Still currently available is a documentary about Sun Records presented by Charlie Gillett, with contributions from Roy Orbison, Sam Phillips, Rufus Thomas and others. Of course I know the essential story, and if you are a reader of this blog the chances are you will too, but like other docs in this series it's a reminder and a refresher, it's so well and clearly told that it enhances your knowledge, and coming across the familiar recordings in context makes you remember just why they are so good. I had a similar feeling during a programme about Norman Petty, when he was talking aobut setting up the recording of Peggy Sue, and suddenly there it was, and suddenly you're listening to it through Petty's ears as it's being recorded. This is worth any number of plays on one of those rather tarnished "Gold" stations where several decades have been stirred into the same soup.

The programme about New Orleans, also introduced by Gillett, benefits from having Allen Toussaint as a guide: again, he reminds you of what you already knew, whether or not you have articulated it to yourself: the rightness of the combination of Fats Domino's voice and piano; he even demonstrates for you the difference between Domino's playing and that of Huey Lewis; and Earl Palmer is on hand to talk about his drumming and where it comes from. Having absorbed the style from being brought up in New Orleans, hearing the playing at funerals he and fellow musicians had something which was ingrained, and sounded stilted if played by other musicians forced to read. And then, listening to selected recordings, you are suddenly aware of how very simple they are, in one sense, yet carrying with them something which can't really be explained.

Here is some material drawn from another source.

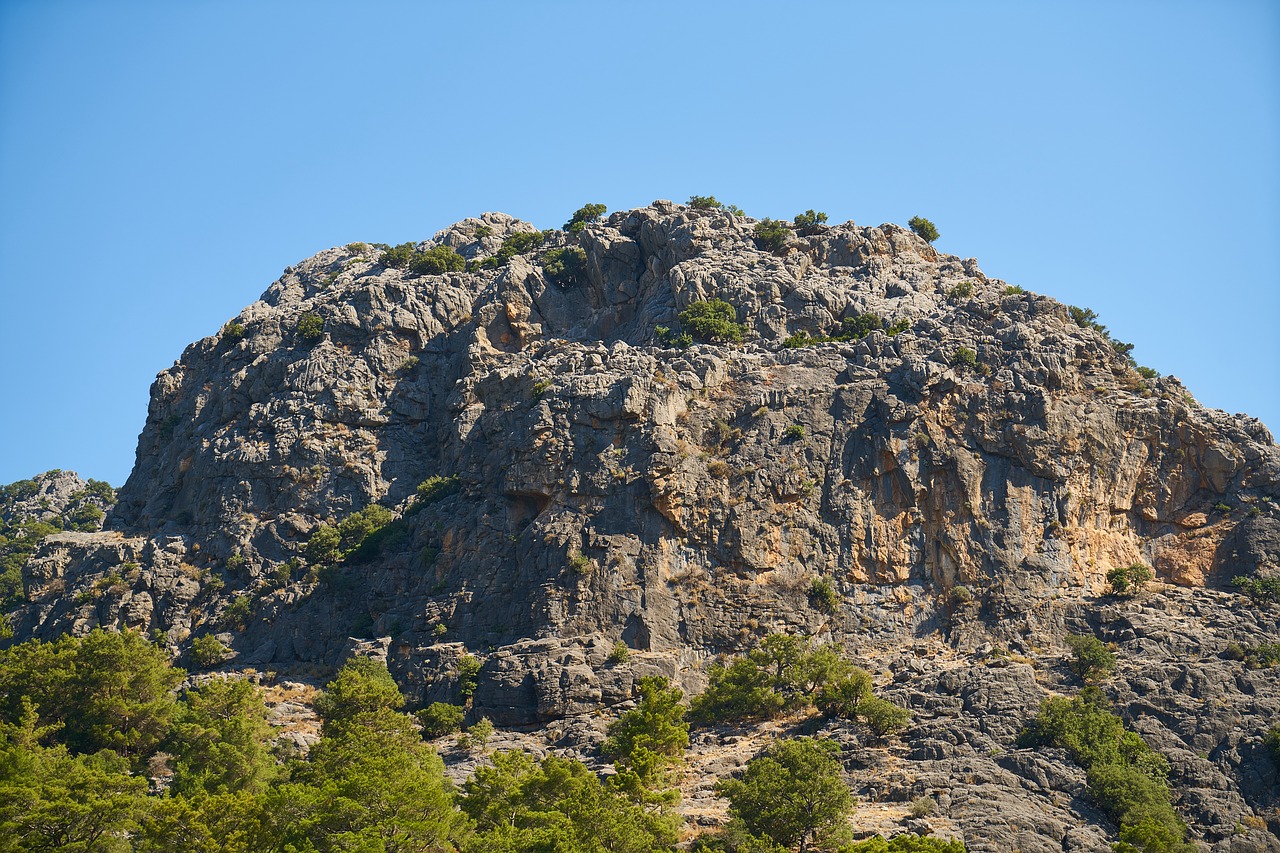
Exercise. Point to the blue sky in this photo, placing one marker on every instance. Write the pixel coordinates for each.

There are also interviews with Roy Wood, including some very early recordings, and Fleetwood Mac, in what appears to be a single group interview conducted by Alan Black (remember him?). These are both decently done, but it's the New Orleans programme, maybe because it's the last one I've listened to, which sticks in the mind. At the time of writing it's available on BBC iplayer for another two days only, so hurry.

Normally I'd trick out a post like this with various youtube clips. I won't do that this time, but I do urge you to try the Insight series. Hearing the records within that context, especially when it's Charlie Gillett as your guide, makes them, or your reactions to them, seem brand new again.